Saturday, 1 February 2020

Hospital discharge + some stuff about the Psalms...

I was discharged from the hospital yesterday.  I had posted a weird post that I later deleted about a scary premonition, but I now think it was just nonsense toying with me that led to me believing in that.  I think back to the writings of St. Teresa of Avila and her discussion of "reptiles" in "The Interior Castle" and I suspect I am dealing somewhat with the Spirit of Evil: that underlying evil presence in Spirit, and it's a matter of just clearing it completely from my life.  The entity is gone, that was a more intense, direct kind of evil, but this is just a strange presence that complicates things for me.  I think demons and evil are complex and humanity does not fully understand them at all, and this is something that haunts my life and causes me to have to check in to hospital from time to time, because of its effect on the mind.  Meds never remove this problem at any dose, but can make its impact on my thinking slightly better.  So be it tired neurology or the negative metaphysical, I felt I needed a brief stay, because I was getting worried and sleep was bad.  Nothing terrible happened, though.
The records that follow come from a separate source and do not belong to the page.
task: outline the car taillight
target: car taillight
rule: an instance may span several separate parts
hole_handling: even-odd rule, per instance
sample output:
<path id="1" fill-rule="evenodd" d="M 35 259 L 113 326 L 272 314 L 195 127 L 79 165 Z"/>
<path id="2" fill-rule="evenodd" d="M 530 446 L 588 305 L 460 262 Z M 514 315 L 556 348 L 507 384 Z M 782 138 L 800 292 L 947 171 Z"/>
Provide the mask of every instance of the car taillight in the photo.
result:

I am experimenting with the Psalms as invocations with prayer to see if they will amplify my results.  A lot of Christian magicians and witches swear by them, and see the Psalms section of the Bible as a kind of incantation spellbook that can work for many things.  I had considered them before, but was unsure as to how to work with them.  So lately, I pray to Christ and then recite the specific Psalm and the intention for its use, and wait to behold any changes.  I had been doing a lot of this with a pocket Gideon bible during the last two days of my brief hospital stay.  I got some strong reactions, so maybe this could lead to a spiritual breakthrough.  Mainly, I was focusing on "deliverance" from my personal "reptiles".

My problems are more of an irritation now than any kind of subjugation.  They may cause me to muse about bizarre things on here, but hopefully their effect on my life will fade more with time, and then I will have more coherent, clear ideas and articles to present.  Again, this blog is presented with farce because of the idiosyncratic nature of what I have been through, so I hope at least some delight can be taken in its presentation, if the content seems flat out bizarre.